Personal information
- Full name: Leslie Dennis Medley
- Date of birth: 3 September 1920
- Place of birth: Edmonton, London, England
- Date of death: 22 February 2001 (aged 80)
- Place of death: London, Ontario, Canada
- Position: Left winger

Senior career*
- Years: Team / Apps / (Gls)
- 1939–1953: Tottenham Hotspur / 164 / (46)
- 1953–1957: Toronto Ulster United
- 1958–1961: Randfontein
- Total:  / 164 / (46)

International career
- 1950–1951: England / 6 / (1)
- 1951: Rest of the UK / 1 / (1)

= Les Medley =

English footballer

Leslie Dennis Medley (3 September 1920 – 22 February 2001) was an English footballer who played as a left winger.

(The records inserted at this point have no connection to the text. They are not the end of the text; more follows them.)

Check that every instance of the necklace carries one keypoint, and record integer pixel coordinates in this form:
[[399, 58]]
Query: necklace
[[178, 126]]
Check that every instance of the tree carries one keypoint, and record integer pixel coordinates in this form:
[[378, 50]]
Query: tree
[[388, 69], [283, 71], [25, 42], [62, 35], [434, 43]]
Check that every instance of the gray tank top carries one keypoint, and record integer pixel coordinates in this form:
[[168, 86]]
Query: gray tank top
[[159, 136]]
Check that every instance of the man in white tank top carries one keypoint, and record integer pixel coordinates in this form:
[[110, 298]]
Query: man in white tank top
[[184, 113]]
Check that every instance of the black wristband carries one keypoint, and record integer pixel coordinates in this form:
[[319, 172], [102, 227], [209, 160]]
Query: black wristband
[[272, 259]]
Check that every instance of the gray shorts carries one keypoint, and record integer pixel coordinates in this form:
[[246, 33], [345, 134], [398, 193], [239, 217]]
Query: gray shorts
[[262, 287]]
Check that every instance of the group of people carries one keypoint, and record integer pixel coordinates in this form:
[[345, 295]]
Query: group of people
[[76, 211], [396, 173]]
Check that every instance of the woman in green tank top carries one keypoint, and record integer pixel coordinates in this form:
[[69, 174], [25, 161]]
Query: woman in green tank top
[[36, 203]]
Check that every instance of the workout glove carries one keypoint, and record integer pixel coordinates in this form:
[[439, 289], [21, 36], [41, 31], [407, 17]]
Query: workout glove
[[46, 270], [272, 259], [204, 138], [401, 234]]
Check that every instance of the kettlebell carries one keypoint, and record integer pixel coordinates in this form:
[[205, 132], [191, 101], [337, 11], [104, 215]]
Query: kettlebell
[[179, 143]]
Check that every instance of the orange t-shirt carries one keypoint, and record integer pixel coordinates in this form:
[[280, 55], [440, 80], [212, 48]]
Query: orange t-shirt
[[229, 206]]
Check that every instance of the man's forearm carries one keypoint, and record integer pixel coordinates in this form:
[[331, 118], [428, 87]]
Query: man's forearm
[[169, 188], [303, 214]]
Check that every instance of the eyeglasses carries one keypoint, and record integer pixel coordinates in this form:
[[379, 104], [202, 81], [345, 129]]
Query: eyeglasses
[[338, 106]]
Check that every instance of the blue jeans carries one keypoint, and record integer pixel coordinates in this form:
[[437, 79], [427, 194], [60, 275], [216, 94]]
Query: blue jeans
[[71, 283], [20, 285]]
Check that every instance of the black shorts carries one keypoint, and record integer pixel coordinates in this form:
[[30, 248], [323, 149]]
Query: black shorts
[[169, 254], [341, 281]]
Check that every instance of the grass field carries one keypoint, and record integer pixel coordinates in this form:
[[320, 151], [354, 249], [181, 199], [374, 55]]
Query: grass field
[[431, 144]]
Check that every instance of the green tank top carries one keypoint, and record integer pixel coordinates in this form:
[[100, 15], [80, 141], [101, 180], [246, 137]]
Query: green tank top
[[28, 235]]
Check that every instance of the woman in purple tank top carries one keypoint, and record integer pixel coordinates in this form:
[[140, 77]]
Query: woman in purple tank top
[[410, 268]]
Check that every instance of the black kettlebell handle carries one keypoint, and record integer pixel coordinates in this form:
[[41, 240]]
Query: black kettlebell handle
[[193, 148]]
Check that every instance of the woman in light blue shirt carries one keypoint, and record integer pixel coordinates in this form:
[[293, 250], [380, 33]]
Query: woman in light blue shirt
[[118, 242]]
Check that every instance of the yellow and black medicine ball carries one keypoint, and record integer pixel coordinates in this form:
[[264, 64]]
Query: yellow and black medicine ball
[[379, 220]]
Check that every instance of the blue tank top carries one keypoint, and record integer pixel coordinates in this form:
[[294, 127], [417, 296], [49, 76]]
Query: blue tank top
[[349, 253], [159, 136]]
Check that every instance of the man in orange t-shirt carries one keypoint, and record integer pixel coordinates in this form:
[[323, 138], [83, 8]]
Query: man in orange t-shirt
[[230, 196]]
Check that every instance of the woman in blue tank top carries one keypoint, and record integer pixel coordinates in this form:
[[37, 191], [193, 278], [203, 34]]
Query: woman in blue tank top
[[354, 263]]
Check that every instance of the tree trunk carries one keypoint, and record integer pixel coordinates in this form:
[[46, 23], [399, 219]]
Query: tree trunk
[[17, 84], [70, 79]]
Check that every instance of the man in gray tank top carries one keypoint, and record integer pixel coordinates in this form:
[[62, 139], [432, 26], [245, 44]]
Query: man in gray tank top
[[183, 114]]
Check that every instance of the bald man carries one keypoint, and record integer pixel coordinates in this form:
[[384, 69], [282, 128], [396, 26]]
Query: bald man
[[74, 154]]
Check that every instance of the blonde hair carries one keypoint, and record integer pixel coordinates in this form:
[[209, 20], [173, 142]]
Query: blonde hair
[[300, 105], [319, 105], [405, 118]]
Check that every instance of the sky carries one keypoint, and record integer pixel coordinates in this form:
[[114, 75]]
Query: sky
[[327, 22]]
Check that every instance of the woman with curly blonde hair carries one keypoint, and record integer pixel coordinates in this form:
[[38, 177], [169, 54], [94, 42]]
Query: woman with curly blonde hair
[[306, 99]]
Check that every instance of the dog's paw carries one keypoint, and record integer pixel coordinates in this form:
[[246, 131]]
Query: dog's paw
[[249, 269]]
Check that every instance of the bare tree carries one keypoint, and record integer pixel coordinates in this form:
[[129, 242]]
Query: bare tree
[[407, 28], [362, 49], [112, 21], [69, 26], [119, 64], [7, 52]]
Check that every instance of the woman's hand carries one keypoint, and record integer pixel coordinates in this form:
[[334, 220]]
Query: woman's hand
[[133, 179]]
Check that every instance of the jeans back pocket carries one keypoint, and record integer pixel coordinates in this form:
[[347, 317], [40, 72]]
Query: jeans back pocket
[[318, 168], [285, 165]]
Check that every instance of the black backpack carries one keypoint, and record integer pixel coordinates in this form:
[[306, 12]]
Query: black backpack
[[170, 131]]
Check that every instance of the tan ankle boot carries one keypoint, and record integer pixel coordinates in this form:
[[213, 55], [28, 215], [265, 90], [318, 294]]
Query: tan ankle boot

Born in Edmonton, London, aged 11 he gained a scholarship place at the Latymer School in Edmonton. He played for the school team and was selected for the schoolboys' England eleven. Medley joined Tottenham Hotspur in 1939 and appeared as a guest player for West Ham United in World War II. Medley was a key man in the Tottenham Hotspur's famous 'push and run' side that won the First Division championship in 1950-51 having won the Second Division the season before, when Les was top scorer. He also won six England caps. He left London in 1953 and joined the Canadian champions Toronto Ulster United in the National Soccer League, joining Len Garwood his former Tottenham teammate.